The 2016 Arizona CIR Advisory Board, a volunteer group of community leaders from around the state, consists of:
• Amanda Aguirre, president and CEO, Regional Center for Border Health
• Thomas Collins, executive director, Arizona Clean Elections Commission
• Laura Dooley, professor of law, Valparaiso University
• Rivko Knox, League of Women Voters of Arizona
• Bruce Meyerson, National Institute for Civil Discourse Advisory Board Member
• Lee Miller, Deputy Secretary of State
• Alberto Olivas, executive director, Congressman Ed Pastor Center for Politics & Public Service, Arizona State University
• Lori Poloni-Staudinger, chair and associate professor, Department of Politics and International Affairs, Northern Arizona University
• Amit Ron, associate professor, ASU School of Social and Behavior Sciences
• Daniel Schugurensky, ASU professor, Schools of Public Affairs and Social Transformation
The CIR model itself was developed by Healthy Democracy, an Oregon-based nonpartisan nonprofit involved in CIR exercises in Oregon, Colorado, Massachusetts and Arizona. Healthy Democracy again is providing advisory and support staff for the Arizona CIR exercise on a contract basis. The Arizona CIR, however, will be overseen, facilitated and conducted by Morrison Institute, which held its first CIR in September 2014 regarding the Phoenix city government pension reform proposition.

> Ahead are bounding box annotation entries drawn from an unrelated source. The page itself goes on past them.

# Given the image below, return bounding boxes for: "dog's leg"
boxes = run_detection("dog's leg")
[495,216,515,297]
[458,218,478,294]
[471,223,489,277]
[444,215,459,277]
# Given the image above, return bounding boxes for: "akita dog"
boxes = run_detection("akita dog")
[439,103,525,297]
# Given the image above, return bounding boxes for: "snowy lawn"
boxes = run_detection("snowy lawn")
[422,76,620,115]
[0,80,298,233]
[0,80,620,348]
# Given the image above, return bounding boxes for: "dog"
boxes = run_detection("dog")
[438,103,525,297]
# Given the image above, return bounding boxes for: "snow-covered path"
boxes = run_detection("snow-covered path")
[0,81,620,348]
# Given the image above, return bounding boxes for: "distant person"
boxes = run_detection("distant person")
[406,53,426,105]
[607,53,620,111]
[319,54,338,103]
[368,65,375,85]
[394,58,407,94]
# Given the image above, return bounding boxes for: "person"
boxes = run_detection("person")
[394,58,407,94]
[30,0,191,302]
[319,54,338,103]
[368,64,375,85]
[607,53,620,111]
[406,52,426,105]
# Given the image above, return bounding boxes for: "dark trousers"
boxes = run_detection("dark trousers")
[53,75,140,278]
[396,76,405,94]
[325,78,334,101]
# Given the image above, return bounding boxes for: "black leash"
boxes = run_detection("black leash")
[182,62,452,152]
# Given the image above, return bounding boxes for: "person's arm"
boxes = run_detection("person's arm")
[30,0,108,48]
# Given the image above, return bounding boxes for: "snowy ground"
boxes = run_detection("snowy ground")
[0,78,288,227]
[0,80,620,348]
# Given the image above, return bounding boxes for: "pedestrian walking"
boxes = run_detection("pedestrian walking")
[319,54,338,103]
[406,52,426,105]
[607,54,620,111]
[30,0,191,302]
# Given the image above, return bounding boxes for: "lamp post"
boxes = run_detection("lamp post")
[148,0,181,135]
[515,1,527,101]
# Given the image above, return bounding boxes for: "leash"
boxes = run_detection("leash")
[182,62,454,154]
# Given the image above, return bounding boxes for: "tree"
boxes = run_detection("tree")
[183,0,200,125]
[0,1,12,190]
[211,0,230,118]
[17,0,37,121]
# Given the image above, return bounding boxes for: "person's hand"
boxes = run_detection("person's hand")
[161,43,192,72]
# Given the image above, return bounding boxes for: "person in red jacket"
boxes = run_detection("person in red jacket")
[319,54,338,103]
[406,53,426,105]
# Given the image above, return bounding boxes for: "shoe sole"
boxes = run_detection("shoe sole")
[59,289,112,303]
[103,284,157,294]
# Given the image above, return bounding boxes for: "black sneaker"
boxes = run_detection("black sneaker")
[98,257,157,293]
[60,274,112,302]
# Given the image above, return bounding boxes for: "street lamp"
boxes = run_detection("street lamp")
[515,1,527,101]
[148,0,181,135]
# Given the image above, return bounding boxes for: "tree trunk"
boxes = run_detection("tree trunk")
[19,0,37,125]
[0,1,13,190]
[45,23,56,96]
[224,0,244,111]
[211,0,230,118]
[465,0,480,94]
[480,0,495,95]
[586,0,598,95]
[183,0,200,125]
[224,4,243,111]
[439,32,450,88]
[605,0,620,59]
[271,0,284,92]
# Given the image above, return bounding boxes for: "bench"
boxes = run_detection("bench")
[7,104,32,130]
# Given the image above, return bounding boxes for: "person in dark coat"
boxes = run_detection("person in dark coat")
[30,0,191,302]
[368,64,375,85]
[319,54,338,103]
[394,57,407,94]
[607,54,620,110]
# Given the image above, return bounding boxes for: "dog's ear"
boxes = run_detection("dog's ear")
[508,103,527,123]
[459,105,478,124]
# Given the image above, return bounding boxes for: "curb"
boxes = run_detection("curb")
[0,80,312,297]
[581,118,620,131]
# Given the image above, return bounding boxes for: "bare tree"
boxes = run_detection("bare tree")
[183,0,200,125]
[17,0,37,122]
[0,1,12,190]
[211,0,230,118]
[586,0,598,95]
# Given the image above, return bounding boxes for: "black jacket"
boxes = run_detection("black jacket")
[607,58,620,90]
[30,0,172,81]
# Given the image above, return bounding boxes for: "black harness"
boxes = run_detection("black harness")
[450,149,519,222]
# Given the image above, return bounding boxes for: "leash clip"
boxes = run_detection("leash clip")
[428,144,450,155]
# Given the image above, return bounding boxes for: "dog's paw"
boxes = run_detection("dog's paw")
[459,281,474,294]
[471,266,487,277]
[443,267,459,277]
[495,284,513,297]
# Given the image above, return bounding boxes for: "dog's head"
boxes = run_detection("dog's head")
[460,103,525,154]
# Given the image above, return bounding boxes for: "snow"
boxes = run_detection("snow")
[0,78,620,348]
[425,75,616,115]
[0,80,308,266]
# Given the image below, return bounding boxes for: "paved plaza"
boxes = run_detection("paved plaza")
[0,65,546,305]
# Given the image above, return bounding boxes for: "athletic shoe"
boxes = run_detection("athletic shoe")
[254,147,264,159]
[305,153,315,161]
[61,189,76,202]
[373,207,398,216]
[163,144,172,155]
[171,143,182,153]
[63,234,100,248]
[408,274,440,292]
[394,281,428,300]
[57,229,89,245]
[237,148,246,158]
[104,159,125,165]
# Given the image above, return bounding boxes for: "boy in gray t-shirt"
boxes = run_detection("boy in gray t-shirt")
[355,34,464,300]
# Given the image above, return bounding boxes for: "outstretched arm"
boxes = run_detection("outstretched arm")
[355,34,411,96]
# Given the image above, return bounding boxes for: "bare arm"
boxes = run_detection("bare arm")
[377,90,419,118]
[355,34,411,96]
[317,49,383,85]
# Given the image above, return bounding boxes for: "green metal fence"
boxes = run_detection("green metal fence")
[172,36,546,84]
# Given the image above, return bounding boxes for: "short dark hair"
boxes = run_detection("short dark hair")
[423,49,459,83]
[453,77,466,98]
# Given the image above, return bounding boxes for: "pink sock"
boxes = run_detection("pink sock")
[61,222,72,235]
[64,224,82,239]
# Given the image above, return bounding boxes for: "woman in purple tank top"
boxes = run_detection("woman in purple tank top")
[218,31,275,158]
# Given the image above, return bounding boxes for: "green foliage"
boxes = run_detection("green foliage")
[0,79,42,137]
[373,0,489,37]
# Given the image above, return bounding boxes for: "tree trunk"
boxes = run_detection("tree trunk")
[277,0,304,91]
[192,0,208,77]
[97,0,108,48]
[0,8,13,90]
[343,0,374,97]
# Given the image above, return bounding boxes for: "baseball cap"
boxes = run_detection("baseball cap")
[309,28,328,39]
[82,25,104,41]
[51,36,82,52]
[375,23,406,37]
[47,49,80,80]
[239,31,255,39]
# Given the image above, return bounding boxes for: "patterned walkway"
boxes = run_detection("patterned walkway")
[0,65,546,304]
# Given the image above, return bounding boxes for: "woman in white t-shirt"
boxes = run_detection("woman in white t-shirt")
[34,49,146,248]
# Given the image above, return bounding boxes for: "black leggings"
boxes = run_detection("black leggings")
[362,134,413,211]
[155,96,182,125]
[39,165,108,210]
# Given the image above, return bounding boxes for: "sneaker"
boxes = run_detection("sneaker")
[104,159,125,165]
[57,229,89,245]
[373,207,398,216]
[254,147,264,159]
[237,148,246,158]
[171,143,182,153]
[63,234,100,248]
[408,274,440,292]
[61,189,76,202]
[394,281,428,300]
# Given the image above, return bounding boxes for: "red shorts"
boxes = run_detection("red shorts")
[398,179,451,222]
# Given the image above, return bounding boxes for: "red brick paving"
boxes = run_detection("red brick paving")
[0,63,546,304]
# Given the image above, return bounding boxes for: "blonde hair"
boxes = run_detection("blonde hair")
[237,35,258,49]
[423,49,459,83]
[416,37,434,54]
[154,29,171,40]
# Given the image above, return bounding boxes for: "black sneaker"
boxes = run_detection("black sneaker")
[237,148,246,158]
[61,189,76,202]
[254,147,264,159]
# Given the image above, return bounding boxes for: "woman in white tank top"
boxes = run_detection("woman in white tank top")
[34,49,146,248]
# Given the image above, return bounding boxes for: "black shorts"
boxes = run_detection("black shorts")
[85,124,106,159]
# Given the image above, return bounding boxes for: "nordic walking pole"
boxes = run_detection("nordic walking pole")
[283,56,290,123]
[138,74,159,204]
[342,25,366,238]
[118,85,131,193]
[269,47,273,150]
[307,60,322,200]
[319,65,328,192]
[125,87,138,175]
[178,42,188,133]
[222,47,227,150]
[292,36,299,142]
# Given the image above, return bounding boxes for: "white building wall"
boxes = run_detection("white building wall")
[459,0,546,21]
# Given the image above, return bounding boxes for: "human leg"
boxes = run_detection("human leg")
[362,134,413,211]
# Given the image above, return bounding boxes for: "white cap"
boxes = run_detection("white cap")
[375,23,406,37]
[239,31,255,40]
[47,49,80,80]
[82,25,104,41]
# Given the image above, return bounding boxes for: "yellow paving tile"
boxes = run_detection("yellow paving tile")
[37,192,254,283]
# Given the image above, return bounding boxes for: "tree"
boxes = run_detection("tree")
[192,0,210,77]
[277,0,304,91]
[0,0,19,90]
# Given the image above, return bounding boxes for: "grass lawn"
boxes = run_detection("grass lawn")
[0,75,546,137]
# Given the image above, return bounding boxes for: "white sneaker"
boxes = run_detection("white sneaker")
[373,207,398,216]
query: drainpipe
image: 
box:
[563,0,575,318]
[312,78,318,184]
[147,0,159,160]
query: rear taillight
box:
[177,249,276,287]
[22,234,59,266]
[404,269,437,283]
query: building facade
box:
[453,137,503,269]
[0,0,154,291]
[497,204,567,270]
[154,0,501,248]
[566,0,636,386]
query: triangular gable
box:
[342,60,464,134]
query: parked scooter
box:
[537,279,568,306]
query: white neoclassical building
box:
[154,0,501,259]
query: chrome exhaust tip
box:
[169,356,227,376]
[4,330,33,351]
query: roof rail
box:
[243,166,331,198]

The CIR model was awarded both the International Association for Public Participation’s Award for North American Project of the Year and the Project of the Year internationally in 2013. It was named by Harvard University as one of the Top 10 programs for the Roy and Lila Ash Innovations in Public Engagement in Government Award in 2015.
Established in 1982, Morrison Institute for Public Policy is a leader in examining critical Arizona and regional issues, and is a catalyst for public dialogue. An Arizona State University resource and part of the ASU College of Public Service and Community Solutions, Morrison Institute uses nonpartisan research and communication outreach to help improve the state and region’s quality of life.